Wide flush the fields; the softening air is balm;
Echo the mountains round; the forest smiles;
And every sense, and every heart, is joy.
Then comes Thy glory in the Summer months,
With light and heat refulgent. Then Thy sun
Shoots full perfection through the swelling year.
And oft Thy voice in dreadful thunder speaks;
And oft at dawn, deep noon or falling eve,
By brooks and groves, in hollow-whispering gales.
Thy bounty shines in Autumn unconfined,

And spreads a common feast for all that lives.
In Winter, awful Thou! with clouds and storms,
Around Thee thrown, tempest o'er tempest rolled,
Majestic darkness! on the whirlwind's wing,
Riding sublime. Thou bid'st the world adore,
And humblest Nature with Thy northern blast.
Mysterious round! what skill, what force divine,
Deep felt, in these appear! A simple train;
Yet so delightful mixed, with such kind art,
Such beauty and beneficence combined;
Shade, unperceived, so softening into shade;
And all so forming an harmonious whole,
That, as they still succeed, they ravish still.
But, wandering oft, with brute unconscious gaze,
Man marks not Thee: marks not the mighty Hand,
That, ever busy, wheels the silent spheres:
Works in the secret deep; shoots, steaming thence,
The fair profusion that o'erspreads the Spring;
Flings from the sun direct the flaming day;
Feeds every creature; hurls the tempest forth;
And, as on earth this grateful change revolves,
With transport touches all the springs of life.
Nature, attend! Join every living soul;
Beneath the spacious temple of the sky,
In adoration join; and, ardent, raise
One general song! To Him, ye vocal gales,

Breathe soft, Whose Spirit in your freshness breathes;

Oh, talk of Him in solitary glooms!

Where, o'er the rocks the scarcely waving pine
Fills the brown shade with a religious awe.

And ye, whose bolder note is heard afar,

Who shake the astonished world, lift high to heaven The impetuous song, and say, from Whom you rage.
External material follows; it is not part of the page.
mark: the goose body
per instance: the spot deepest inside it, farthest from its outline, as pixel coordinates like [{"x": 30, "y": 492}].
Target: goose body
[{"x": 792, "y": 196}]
His praise, ye brooks, attune; ye trembling rills;

And let me catch it as I muse along.
Ye headlong torrents, rapid, and profound;
Ye softer floods, that lead the humid1 maze
Along the vale; and thou, majestic main,
A secret world of wonders in thyself,

Sound His stupendous praise; Whose greater voice,
Or bids you roar, or bids your roarings fall.
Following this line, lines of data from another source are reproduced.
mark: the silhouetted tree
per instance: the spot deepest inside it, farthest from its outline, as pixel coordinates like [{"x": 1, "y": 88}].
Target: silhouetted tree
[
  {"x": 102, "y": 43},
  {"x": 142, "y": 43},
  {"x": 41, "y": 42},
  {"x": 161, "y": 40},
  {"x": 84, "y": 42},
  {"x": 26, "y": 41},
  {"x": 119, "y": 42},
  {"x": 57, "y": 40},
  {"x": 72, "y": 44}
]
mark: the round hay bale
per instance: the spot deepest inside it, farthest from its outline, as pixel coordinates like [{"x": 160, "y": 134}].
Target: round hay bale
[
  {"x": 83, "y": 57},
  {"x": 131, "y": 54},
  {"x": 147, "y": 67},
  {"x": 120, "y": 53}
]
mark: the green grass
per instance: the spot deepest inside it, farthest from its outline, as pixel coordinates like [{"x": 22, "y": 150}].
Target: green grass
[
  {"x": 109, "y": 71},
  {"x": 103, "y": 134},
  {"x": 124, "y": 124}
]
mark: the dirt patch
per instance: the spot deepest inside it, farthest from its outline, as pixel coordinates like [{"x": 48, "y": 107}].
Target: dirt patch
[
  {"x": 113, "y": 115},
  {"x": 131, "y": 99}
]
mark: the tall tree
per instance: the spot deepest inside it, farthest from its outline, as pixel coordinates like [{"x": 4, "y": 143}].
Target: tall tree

Soft roll your incense, herbs, and fruits, and flowers,
In mingled clouds to Him; Whose sun exalts,
Whose breath perfumes you, and Whose pencil paints.
Ye forests bend, ye harvests wave, to Him;
Breathe your still song into the reaper's heart,
As home he goes beneath the joyous moon.
Ye that keep watch in heaven, as earth asleep
Unconscious lies, effuse your mildest beams;
Ye constellations, while your angels strike,
Amid the spangled sky, the silver lyre.
Great source of day! best image here below
Of thy Creator, ever pouring wide,
From world to world, the vital ocean round,
On nature write, with every beam, His praise.
The thunder rolls: be hushed the prostrate world,
While cloud to cloud returns the solemn hymn !
Bleat out afresh, ye hills; ye mossy rocks,
Retain the sound! The broad responsive low,
Ye valleys, raise; for the Great Shepherd reigns,
And His unsuffering kingdom yet will come !
Ye woodlands all, awake! a boundless song
Burst from the grove! and when the restless day,
Expiring, lays the warbling world asleep,
Sweetest of birds! sweet Philomela,3 charm
The listening shades, and teach the night His praise.